Premier (high-value) real-time services available to more customers

Automation plays an essential role in enabling customer service excellence and premium services, such as the ability to request a shipment pick-up by email. For example, these offerings typically require significant re-keying of data and updating of multiple systems to keep data synchronized, which presents challenges for any company. The process could take up to one full-time equivalent (FTE) role per premium customer.

By deploying RPA in the customer service role, a smart software robot can instead extract shipment details from an incoming email request for a pick-up, log in and schedule the job, and access customer portals to advise of schedules.

RPA also improves the customer experience by extracting relevant information such as the bill of lading, carrier invoice, and other pertinent documents. This all happens within seconds, rather than hours—meaning 3PL buyers can be automatically updated of job progress, including the location of GPS-enabled vehicles. The customer experience is smooth and streamlined, improving both service and end-user satisfaction.

Improved quality of service

Transportation and 3PL providers typically employ a corps of back-office staff and customer service representatives (CSRs) to manually enter and re-key data for primary business activities. Quoting, scheduling and tracking shipments, securing proof of delivery, generating and collecting invoices, closing out loads, and more are often handled by teams of people executing repetitive yet finely detailed operations. As automation technologies become more commonplace with providers, users can expect significantly greater accuracy and speed in communications and handling.

Reduce or eliminate human intervention in scheduling and tracking

Software robots can be programmed to collect a range of scheduling information, including pickup and drop-off points, shipment distance, and desired delivery timeframe. Upon receipt of a new tender, robots use these parameters to pick an appropriate delivery slot. If the robot is unable to secure an appointment, it extracts all the pertinent information and sends it to a human operator, who can establish a new set of parameters and instruct the robot to re-attempt delivery scheduling.

3PL operator Crete Carrier provides an example of effective shipment tracking, harnessing RPA to enhance visibility into freight as it moves across the country. In stark contrast to earlier days (when drivers might have had to physically go to a facility to determine a vehicle’s availability), RPA automatically confirms the location and load status of individual vehicles. The firm estimates that its RPA platform schedules 40-50 percent of appointments without human intervention, in a completely automated process that increases convenience for 3PL buyers.

By capitalizing on automation, 3PL organizations not only make their processes run more efficiently but also enable their business groups to monitor processes over time and learn where further improvements can be made. As 3PL buyers and end-users experience the seamlessness offered by a provider with a greater number of automated operations, their expectations of service will only expand.

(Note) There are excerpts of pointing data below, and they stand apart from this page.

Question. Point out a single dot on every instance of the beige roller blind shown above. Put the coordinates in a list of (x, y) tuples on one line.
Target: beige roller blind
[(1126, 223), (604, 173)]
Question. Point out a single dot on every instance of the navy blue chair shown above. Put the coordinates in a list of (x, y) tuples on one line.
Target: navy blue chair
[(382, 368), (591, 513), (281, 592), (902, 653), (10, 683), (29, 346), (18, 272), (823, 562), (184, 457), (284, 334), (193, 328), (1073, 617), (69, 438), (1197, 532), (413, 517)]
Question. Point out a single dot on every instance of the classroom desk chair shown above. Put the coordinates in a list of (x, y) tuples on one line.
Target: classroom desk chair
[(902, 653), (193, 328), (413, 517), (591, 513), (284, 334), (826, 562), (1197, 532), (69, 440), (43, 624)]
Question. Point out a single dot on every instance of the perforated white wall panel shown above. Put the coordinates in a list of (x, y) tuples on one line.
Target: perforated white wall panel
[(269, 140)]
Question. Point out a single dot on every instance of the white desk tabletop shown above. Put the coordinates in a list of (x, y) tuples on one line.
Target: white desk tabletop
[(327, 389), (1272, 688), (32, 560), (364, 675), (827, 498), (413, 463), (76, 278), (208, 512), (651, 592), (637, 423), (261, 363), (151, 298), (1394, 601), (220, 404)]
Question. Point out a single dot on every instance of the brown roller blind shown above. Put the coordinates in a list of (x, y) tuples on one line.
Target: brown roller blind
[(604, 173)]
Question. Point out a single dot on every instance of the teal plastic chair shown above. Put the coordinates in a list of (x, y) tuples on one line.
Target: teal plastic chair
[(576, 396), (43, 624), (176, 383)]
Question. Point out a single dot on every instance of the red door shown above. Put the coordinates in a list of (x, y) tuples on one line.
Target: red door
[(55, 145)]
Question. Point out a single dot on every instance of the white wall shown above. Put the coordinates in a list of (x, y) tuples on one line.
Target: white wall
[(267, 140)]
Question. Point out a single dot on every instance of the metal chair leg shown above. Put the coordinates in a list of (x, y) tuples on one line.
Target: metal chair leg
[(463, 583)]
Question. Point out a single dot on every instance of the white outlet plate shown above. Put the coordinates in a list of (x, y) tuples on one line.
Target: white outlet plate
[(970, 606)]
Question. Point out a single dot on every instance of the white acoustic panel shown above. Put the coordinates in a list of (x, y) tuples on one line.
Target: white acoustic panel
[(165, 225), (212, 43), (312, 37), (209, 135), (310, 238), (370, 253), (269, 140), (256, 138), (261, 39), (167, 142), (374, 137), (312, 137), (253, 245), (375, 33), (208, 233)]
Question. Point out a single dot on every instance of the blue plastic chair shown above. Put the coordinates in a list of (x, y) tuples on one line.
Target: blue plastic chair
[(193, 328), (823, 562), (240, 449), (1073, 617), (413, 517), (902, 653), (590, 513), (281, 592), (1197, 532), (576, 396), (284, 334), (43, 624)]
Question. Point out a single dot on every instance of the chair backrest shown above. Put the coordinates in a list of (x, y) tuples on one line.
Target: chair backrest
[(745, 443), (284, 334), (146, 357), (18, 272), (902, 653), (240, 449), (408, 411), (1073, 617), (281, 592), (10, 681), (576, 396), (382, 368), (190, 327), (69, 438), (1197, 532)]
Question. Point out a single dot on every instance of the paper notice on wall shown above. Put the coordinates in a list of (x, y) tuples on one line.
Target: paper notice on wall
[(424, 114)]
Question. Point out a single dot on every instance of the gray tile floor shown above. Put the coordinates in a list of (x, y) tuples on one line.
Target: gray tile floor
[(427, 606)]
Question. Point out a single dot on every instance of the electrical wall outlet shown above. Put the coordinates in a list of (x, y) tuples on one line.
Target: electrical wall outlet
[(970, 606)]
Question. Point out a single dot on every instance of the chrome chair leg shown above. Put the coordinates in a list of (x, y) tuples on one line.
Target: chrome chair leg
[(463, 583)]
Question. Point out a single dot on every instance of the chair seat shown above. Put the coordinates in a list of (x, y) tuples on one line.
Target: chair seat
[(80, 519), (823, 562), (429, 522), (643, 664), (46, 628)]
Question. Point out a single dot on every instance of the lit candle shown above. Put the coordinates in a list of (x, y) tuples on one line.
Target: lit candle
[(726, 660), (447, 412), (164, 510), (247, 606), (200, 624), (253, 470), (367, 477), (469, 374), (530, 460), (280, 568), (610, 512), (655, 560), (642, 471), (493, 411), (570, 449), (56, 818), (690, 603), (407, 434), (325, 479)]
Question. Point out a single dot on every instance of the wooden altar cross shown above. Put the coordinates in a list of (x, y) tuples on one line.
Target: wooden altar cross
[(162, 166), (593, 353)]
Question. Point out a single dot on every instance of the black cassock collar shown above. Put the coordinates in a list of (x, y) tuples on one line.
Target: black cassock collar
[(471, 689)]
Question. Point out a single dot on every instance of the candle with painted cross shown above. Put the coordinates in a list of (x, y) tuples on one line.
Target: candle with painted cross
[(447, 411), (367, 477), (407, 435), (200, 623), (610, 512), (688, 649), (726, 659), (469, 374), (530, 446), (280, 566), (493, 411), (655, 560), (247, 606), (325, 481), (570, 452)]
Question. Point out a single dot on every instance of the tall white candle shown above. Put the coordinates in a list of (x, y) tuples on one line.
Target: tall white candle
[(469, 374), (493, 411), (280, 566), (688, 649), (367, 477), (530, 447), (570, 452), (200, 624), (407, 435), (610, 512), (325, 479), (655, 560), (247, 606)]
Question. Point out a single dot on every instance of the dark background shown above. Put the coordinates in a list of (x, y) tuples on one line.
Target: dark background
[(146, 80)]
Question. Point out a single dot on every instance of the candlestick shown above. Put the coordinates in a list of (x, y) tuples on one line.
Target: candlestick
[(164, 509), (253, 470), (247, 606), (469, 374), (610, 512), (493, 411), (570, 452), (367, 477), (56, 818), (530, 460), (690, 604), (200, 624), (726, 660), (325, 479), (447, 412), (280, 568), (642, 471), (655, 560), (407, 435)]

End users are really in the driver’s seat of this transformation, continually tasked with finding ways to improve their own company performance and turning to more digitally savvy 3PL providers to meet their needs. For example, Crete’s improved ability to proactively communicate order status at every stage of delivery has increased its business with customers who deliver direct to their end-customers—a much more sensitive and time-critical service than standard business-to-business shipping.

Automation is a matter of value. It’s picking up speed across the logistics landscape and poised for steady growth, as providers integrate RPA with other systems to automate processes as diverse as lead generation, credit clearing, and load and intermodal pricing. It’s a competitive evolution, and is creating a remarkable jump from the industry’s earliest efforts to better serve its customers by modernizing the movement of data.